Post PhD Research Grant

Institutional Affiliation

Institute of Primate Research

Grant number

Gr. 10200

Approve Date

October 7, 2021

Project Title

Mwangi, Danson (Institute of Primate Research) "Perceptions of wildlife conservation among pastoralists, farmers, group ranchers and conservationists at the human-wildlife interface of Chyulu Hills National Park, Kenya."
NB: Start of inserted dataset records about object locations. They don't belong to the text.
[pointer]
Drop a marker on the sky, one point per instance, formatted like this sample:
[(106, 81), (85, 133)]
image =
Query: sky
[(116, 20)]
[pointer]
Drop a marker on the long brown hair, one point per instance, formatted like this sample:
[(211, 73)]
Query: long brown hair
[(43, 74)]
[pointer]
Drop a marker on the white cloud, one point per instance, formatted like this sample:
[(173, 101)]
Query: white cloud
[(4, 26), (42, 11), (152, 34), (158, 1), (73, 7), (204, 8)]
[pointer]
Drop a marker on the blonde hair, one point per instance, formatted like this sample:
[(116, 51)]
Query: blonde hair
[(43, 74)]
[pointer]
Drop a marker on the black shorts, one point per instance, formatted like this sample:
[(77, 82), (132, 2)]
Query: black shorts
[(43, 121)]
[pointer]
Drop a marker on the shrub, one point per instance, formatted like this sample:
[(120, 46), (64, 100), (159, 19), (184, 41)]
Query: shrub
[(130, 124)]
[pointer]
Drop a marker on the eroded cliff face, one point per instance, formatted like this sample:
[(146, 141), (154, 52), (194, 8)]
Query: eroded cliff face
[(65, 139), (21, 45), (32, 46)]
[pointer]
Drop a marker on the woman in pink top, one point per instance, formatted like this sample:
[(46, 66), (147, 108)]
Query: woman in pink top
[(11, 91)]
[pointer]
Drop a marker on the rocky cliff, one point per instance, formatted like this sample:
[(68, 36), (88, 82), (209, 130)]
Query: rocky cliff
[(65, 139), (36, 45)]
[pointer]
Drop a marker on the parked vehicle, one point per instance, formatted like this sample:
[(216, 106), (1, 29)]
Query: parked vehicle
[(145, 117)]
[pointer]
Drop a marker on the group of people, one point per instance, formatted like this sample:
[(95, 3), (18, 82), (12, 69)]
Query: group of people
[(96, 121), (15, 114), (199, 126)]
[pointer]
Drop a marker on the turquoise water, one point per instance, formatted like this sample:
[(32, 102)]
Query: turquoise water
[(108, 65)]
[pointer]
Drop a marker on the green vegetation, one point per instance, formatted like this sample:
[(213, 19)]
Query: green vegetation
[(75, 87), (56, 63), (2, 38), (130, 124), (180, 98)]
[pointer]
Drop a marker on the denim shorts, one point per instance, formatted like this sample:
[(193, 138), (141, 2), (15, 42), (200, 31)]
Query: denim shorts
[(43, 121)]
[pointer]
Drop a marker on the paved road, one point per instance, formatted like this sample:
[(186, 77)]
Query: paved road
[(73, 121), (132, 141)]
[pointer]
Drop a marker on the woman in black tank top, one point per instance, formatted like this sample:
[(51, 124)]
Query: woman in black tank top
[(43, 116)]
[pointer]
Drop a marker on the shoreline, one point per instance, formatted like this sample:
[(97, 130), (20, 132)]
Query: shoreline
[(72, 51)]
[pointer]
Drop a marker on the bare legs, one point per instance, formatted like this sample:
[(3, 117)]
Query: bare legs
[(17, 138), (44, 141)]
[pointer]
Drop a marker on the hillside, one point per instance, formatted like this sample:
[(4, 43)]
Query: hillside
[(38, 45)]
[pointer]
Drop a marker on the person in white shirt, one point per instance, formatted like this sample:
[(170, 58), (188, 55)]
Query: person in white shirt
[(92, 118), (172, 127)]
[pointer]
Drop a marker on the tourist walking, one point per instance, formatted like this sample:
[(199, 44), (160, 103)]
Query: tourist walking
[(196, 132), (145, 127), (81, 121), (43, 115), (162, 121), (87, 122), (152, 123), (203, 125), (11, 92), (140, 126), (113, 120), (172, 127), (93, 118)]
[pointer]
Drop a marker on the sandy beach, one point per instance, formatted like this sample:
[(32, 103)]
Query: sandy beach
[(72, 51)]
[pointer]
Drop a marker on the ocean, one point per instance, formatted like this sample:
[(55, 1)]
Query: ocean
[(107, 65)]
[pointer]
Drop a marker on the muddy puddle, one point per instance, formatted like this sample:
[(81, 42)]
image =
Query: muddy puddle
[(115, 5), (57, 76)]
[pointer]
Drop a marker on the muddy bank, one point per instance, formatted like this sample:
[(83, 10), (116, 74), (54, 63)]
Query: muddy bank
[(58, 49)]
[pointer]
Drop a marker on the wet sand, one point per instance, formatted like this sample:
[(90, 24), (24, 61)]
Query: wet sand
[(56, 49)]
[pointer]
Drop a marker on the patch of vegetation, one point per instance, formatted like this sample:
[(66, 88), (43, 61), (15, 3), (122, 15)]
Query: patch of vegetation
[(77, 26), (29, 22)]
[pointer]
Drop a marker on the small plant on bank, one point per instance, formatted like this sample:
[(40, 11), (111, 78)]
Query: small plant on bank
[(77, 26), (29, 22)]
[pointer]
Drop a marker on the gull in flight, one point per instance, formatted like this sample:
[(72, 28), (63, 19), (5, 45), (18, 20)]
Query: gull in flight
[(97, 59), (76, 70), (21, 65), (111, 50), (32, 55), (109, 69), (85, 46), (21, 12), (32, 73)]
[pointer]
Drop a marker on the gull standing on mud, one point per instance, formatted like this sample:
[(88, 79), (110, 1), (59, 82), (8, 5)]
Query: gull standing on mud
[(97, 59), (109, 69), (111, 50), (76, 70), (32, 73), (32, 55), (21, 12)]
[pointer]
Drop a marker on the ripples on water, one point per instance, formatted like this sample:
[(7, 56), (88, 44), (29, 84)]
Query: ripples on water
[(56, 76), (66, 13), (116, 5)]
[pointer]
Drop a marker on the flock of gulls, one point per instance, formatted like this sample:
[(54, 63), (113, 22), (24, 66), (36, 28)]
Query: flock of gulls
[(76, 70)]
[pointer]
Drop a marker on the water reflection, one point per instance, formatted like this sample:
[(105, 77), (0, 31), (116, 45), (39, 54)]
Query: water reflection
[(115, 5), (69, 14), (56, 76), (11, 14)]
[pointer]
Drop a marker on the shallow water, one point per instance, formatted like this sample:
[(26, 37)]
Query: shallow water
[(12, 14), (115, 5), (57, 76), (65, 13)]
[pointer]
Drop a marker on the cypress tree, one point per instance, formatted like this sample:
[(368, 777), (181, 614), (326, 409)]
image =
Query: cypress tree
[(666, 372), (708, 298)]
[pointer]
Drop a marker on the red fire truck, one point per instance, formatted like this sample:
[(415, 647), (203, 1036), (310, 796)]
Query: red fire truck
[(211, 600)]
DANSON MWANGI, Institute of Primate Research, Nairobi, Kenya, was awarded funding in October 2021 to aid research on “Perceptions of Wildlife Conservation among Pastoralists, Farmers, Group Ranchers and Conservationists at the Human-wildlife Interface of Chyulu Hills National Park, Kenya.” How conservation is perceived and understood by communities living and working in conservation areas remains understudied. This project investigated how different ontologies of conservation are configured and reconciled (or not) across pastoralists, farmers, group ranchers, and conservationists at the human-wildlife interface of Chyulu Hills National Park, Kenya. Using qualitative methods, the project explored the ways in which different actors perceive, experience and understand conservation and how these in turn shape their everyday lives. Results are framed in colonial and post-colonial conservation paradigms and through everyday encounters with wildlife. Among the predicaments that the local communities face are negotiating conservation bureaucratic language and logic different from their own, resentment over historic displacement, denied access to forest resources, punitive fines and punishments, lack of tangible benefits from wildlife, and wildlife induced damage to crops and livestock. Conversely, government conservation agencies and NGO operatives espouse fortress conservation, often treating the local communities as antagonists. The work contributes to the anthropology of conservation and can inform debates about pastoral property relations, land tenure, and management plans of Chyulu, the larger Tsavo and similar conservation areas.